日本相撲協会の高野利雄危機管理委員長(元名古屋高検検事長)は28日の会見で、27日発売の週刊文春と週刊新潮に掲載された「貴乃花親方の激白」記事について、わざわざ貴乃花親方(元横綱)に確認し、親方の言葉で報道を否定した。一方で両週刊誌編集部は「記事に掲載した通り」として双方が食い違う。貴ノ岩への暴行事件に際して、事件の“番外”でも、相撲協会と貴乃花親方の間にはちぐはぐさが目立った。

 互いの間にある温度差が、目に見えずとも、肌で感じられる1コマだった。今もかたくなに沈黙を貫く貴乃花親方の「激白」が掲載されたのは、ともに27日に発売された2つの週刊誌。
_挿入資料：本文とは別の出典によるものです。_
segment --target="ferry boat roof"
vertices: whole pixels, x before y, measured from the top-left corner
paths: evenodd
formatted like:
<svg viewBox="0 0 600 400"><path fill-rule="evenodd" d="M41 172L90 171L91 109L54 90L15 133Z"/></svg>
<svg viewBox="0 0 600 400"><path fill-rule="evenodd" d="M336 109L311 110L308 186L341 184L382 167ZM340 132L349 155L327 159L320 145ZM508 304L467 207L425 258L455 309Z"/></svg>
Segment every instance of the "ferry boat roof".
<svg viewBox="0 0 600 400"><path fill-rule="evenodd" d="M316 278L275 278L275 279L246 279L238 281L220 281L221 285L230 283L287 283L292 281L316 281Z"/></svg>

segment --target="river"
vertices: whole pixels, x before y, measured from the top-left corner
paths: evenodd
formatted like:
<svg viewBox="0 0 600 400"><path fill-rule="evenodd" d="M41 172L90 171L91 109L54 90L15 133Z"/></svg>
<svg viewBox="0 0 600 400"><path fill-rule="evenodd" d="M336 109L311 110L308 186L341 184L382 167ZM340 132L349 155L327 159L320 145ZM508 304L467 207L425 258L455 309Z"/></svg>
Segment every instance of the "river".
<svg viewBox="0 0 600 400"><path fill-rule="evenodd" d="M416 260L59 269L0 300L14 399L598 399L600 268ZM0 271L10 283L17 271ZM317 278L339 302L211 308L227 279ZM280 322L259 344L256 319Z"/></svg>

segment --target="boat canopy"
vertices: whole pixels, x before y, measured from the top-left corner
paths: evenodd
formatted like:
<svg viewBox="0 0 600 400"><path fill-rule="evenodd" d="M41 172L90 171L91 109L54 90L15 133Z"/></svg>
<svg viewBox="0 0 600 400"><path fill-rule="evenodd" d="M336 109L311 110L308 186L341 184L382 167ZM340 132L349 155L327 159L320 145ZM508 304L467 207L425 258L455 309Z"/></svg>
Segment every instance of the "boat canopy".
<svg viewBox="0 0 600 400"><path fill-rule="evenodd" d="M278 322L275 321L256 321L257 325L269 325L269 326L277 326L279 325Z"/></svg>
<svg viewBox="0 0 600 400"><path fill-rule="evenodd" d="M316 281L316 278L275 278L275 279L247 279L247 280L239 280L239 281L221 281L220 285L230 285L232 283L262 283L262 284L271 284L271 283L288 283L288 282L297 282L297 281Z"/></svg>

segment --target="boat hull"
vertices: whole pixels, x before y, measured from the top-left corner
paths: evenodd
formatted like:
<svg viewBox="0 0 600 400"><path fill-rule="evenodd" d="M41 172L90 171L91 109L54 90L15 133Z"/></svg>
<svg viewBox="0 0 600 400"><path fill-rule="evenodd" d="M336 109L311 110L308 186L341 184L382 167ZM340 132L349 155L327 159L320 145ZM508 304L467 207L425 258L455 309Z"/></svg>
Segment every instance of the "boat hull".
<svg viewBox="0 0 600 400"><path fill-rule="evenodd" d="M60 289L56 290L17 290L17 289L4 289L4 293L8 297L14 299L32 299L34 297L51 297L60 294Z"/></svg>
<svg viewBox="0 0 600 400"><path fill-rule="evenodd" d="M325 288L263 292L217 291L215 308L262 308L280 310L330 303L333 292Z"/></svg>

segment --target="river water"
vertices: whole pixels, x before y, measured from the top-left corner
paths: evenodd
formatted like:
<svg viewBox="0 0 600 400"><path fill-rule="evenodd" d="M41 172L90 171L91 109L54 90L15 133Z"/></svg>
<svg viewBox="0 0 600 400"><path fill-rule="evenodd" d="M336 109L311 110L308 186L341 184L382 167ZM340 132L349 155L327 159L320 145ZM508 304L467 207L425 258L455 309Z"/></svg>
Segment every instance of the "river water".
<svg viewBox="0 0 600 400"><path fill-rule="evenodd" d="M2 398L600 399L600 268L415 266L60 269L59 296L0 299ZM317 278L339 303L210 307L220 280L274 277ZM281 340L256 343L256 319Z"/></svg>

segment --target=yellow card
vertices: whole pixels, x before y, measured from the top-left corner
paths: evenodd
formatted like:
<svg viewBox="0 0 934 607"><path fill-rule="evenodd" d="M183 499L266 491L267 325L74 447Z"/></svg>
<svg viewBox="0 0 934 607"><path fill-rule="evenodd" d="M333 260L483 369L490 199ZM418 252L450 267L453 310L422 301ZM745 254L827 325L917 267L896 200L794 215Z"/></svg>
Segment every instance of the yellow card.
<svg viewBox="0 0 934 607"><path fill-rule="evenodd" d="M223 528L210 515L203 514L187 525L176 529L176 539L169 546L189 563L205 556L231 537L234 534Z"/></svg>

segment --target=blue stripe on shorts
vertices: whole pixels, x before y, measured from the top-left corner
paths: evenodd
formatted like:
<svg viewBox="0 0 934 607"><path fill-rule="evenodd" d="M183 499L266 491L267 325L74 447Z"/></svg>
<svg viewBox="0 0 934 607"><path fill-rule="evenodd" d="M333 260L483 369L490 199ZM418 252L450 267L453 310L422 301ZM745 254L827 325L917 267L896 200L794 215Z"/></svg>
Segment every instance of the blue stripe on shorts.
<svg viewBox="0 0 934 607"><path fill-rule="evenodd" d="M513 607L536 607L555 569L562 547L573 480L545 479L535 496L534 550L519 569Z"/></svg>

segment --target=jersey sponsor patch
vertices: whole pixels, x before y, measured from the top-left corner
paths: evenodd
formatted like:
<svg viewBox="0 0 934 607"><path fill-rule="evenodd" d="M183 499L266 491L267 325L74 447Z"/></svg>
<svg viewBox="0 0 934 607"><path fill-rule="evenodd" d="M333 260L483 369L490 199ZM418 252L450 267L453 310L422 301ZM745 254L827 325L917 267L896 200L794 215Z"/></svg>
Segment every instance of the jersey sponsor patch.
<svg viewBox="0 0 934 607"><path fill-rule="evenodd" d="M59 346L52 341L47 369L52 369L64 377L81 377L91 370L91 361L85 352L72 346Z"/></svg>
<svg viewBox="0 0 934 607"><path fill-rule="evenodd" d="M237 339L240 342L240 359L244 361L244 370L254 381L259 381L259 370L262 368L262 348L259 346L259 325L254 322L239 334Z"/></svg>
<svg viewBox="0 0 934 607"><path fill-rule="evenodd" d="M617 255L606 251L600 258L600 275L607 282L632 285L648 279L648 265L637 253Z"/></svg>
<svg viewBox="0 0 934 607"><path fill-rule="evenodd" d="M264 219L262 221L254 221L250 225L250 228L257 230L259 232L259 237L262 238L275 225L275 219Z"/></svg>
 週刊文春に語った言葉は長く「相撲協会は私の責任を問うかたちにもっていきたいのでしょうけども、それはかまいません」「一貫して捜査が最優先と伝えてきましたし、貴ノ岩が鳥取地検の聴取を終えた時点で、約束通り、すぐに協会の危機管理委員会の聴取にも協力させました」「私が事を荒立てたかのように言われますが、ウヤムヤにすることこそ、大ごとです(中略)私はこのままで終わるつもりはありません」(原文まま)などと記された。

 週刊新潮でも「未来に夢や希望を乗せてこれから力士を志す者たちへ学べる角界であるべきと考えています」(同)などと心情を語り、支援者に語ったという親方の証言も掲載された。2つの記事いずれも自らの正当性と、協会執行部への不信感がつづられていた。

 危機管理委員会も以前から、協会の聴取には協力しないのに貴乃花親方の「考え」が表に出ることに不信感を抱いていた。25日の同親方への聴取の際には「本人が話さず、周囲に話させるのはいかがなものか」と問いただした。そこで親方は「一切、そういう人に話したことはないし、話すよう指示したこともない。週刊誌の取材を受けたこともない」と否定したという。

 だが、直後に発売された週刊誌では、周囲どころか自らの発言までが報じられた。再び確認を強いられた危機管理委員会。高野委員長は「委員会(の聴取)での話と違うと思い、改めて確認しましたが『取材に応じたことはない』という風におっしゃっておられました」と説明し、貴乃花親方の言葉を用いて記事を懸命に否定する事態となった。

 こうした会見を受けた週刊文春編集部は「記事に掲載したとおりです」とコメントを発表。週刊新潮編集部も「記事に書いた通りです。それ以上でもそれ以下でもありません」とした。

 相撲協会と同親方がかみ合っていないことは、事件の“番外”でも露呈されてしまった。